J’en ai marre de marcher, j’en ai marre d’errer. Comment retrouver ma maison ? Où est ma maison ? L’endroit où je vis, où je me sens bien pour quelque temps, quelques années. Mon cocon. Mon sanctuaire. Ça a été Paris, ça a été dans d’autres pays, ça a été chez ma grand-mère, ça a été chez ma mère. Peut-on revenir chez sa mère pour retrouver son âme d’enfant ? Elle m’a toujours dit c’est ton âme la plus ancienne, donc la plus sage. Chéris-la. Ne l’oublie pas.

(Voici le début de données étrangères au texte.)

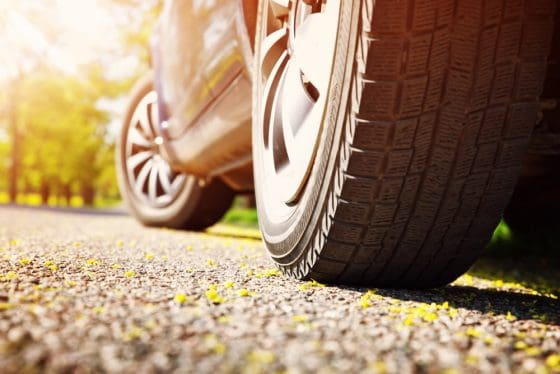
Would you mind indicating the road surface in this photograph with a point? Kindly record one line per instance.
(98, 292)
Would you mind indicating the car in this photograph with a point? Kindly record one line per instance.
(383, 139)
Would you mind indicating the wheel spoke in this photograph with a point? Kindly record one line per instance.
(142, 115)
(274, 46)
(280, 8)
(152, 182)
(165, 178)
(133, 161)
(314, 48)
(137, 138)
(140, 181)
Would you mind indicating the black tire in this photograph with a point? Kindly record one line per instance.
(193, 207)
(535, 205)
(430, 109)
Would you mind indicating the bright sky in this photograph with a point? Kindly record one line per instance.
(65, 33)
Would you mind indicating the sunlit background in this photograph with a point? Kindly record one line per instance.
(66, 67)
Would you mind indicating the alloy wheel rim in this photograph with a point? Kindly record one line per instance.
(150, 177)
(293, 79)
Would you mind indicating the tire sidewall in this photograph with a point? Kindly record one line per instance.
(288, 241)
(173, 215)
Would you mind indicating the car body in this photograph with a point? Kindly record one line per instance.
(383, 139)
(202, 57)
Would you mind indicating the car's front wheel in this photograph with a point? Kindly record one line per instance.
(388, 135)
(155, 194)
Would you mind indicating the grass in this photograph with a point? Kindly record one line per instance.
(241, 216)
(34, 199)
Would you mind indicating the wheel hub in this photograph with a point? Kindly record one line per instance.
(150, 176)
(295, 69)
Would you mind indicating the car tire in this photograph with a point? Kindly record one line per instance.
(183, 203)
(535, 205)
(426, 116)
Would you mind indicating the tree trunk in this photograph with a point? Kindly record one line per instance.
(88, 195)
(45, 192)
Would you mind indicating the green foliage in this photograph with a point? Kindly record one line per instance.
(241, 216)
(62, 133)
(64, 148)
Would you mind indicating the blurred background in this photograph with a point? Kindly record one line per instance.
(66, 68)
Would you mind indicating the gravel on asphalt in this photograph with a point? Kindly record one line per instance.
(100, 293)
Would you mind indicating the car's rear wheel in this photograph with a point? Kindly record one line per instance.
(155, 194)
(387, 136)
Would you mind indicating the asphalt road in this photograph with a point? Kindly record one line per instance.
(98, 292)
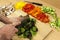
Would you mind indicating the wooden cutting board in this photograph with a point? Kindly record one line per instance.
(44, 29)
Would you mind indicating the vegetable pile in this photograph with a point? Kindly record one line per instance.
(40, 13)
(34, 11)
(51, 11)
(27, 28)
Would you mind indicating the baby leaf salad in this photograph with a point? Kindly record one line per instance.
(27, 28)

Mon pas se transforme. Je sautille, je marche sur les lignes creusées sur le trottoir, en équilibre. J’imagine le dessin d’une marelle quand le trottoir s’agrandit. Je saute à cloche pied sur les trois premières cases imaginaires, puis je reprends mon souffle sur le quatre et le cinq, un cloche pied, un autre double, demi-tour devant le ciel et je retourne à la terre.

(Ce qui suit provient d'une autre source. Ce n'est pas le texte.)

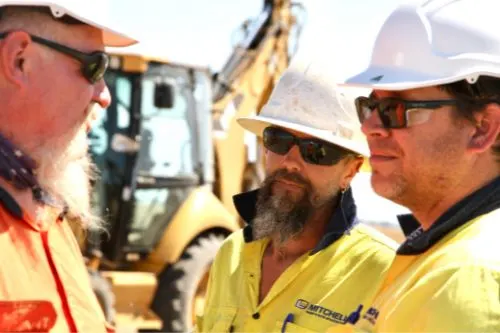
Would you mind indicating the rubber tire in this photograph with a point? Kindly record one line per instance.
(104, 294)
(178, 282)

Sur le sol, un flyer est resté collé. Une fête s’organise rue du petit pont. Ça a l’air d’être une ambiance musicale où tout le monde pourra chanter, même ceux qui ne sont pas dans le ton. Ça me donne envie. Ça faisait longtemps que mon envie ne s’était pas manifestée. Je la croyais « disparue », « morte », elle était juste enfouie, endormie.
Je continue mon chemin en marmonnant des bribes de chanson, en yaourt souvent parce que je ne me souviens plus des paroles. Je n’ai pas vérifié le jour et l’heure de cette fête. Mince ! Je vais rater l’événement. Est-ce vraiment important ?
Mon cœur bat, mes cordes vocales vibrent, du son sort de ma cage thoracique. J’ai du mal à reconnaître ma voix. Un sourire se dessine sur mon visage. Je ne sais pas où je vais. Je ne sais pas comment cela va finir. Le panorama est grand-ouvert devant moi. Ça veut dire quoi ? Qu’il faut que j’aille là-bas ? Que je traverse l’océan bleu marine ?
Je ne sais pas. Je ne sais pas et, pour la première fois, je ne panique pas face à mon ignorance. Le vent me portera. Dois-je lui laisser ce pouvoir sur moi ? Je remonte le col de mon manteau, j’enfonce ma capuche. Ce n’est pas lui qui décidera.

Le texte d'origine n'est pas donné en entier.